Österreich zählt zu jenen wenigen europäischen Ländern, welche die Gebärdensprache noch immer nicht anerkannt haben. Wird das so bleiben?
Die Anerkennung der Österreichischen Gebärdensprache ist fällig – überfällig wie viele Behindertenorganisationen vehement feststellen.

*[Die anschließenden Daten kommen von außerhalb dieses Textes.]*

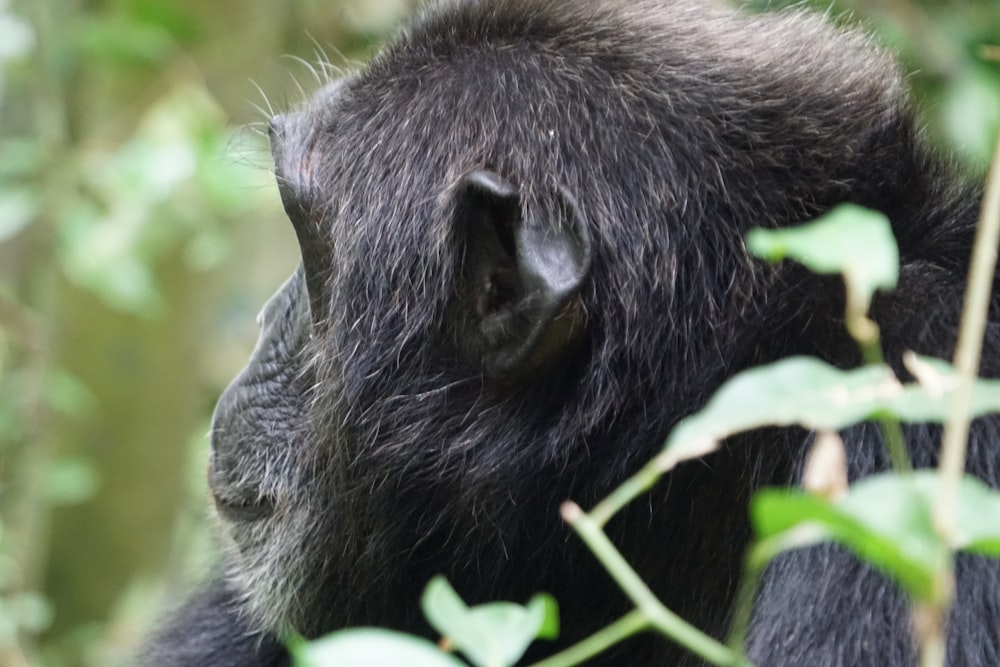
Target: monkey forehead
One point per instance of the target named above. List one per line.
(794, 46)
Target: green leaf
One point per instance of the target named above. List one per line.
(17, 39)
(884, 520)
(489, 635)
(371, 647)
(796, 390)
(18, 209)
(887, 520)
(807, 392)
(123, 41)
(970, 112)
(849, 239)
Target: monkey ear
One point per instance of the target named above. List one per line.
(523, 272)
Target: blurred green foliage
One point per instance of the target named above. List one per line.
(139, 234)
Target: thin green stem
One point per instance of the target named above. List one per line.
(969, 349)
(629, 490)
(630, 624)
(661, 618)
(866, 333)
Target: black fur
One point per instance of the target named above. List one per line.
(522, 229)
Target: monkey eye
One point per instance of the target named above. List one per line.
(242, 511)
(234, 505)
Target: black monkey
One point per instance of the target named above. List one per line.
(522, 236)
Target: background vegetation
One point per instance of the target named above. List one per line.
(139, 234)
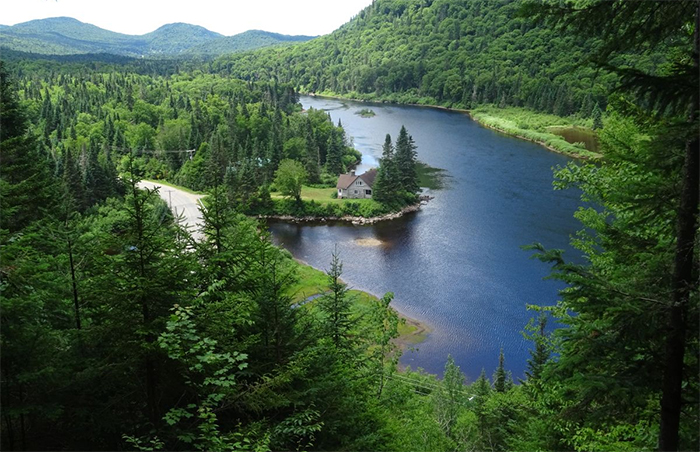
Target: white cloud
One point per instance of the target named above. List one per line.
(295, 17)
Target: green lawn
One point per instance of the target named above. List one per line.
(312, 281)
(322, 196)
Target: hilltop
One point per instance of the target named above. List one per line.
(68, 36)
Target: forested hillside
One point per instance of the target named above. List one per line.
(121, 332)
(446, 52)
(67, 36)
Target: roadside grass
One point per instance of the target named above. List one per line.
(179, 187)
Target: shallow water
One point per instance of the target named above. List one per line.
(457, 264)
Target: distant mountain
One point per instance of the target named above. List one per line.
(68, 36)
(177, 38)
(249, 40)
(454, 53)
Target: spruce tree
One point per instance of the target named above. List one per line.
(597, 114)
(500, 376)
(336, 304)
(405, 163)
(540, 355)
(386, 185)
(334, 157)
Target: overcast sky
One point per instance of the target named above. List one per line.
(136, 17)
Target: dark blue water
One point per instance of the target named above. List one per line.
(457, 264)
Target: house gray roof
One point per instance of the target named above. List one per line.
(369, 177)
(345, 180)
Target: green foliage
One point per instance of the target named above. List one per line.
(396, 184)
(336, 305)
(451, 53)
(532, 126)
(289, 178)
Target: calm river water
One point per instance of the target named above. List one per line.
(457, 264)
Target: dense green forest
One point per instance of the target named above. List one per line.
(119, 331)
(441, 52)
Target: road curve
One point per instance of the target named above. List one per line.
(181, 203)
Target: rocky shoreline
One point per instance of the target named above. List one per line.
(358, 221)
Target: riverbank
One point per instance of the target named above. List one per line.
(501, 120)
(313, 282)
(356, 220)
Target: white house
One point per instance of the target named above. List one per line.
(352, 186)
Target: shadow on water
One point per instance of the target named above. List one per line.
(455, 265)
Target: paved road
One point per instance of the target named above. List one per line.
(181, 203)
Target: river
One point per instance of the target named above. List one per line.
(456, 265)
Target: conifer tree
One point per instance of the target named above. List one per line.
(540, 355)
(450, 396)
(500, 376)
(334, 157)
(386, 184)
(336, 304)
(25, 178)
(597, 114)
(405, 163)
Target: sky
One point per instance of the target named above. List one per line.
(136, 17)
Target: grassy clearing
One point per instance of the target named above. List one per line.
(322, 196)
(535, 127)
(312, 281)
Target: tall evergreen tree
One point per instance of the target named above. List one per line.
(385, 187)
(500, 376)
(334, 157)
(405, 163)
(25, 178)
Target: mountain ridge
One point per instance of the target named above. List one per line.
(69, 36)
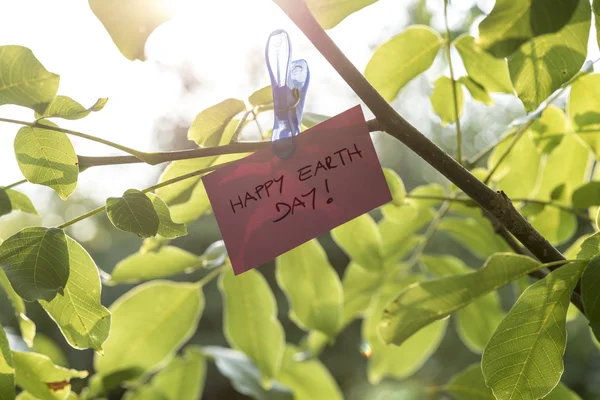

„Wir werden vor allem aufgrund mangelnder Information und mangelnder Sprachangebote behindert und diskriminiert. Ohne Anerkennung unserer Sprache gibt es keine gleichen Rechte für uns“, erläutert die Präsidenten des Österreichischen Gehörlosenbundes, Mag. Helene Jarmer und führt fort: „Der Wunsch nach Anerkennung der Österreichischen Gebärdensprache ist schon derart alt – aber wir werden immer wieder vertröstet und abgewiesen! Egal, wie lange es dauert: wir werden nie aufgeben. Die Gebärdensprachgemeinschaft hat ihre Sprache immer gebraucht und erhalten – sogar in Zeiten, da uns die Verwendung verboten war. Wir können ohne Österreichischer Gebärdensprache nicht leben. Vielleicht geht irgendwann irgendeinem der hörenden Politiker einmal dieses Licht auf?!“
Im Rahmen der Begutachtung für ein Behindertengleichstellungsgesetz musste mit Entsetzen festgestellt werden, dass der Entwurf – im Gegensatz zum vorherigen Entwurf – keine Anerkennung der Österreichischen Gebärdensprache mehr enthielt.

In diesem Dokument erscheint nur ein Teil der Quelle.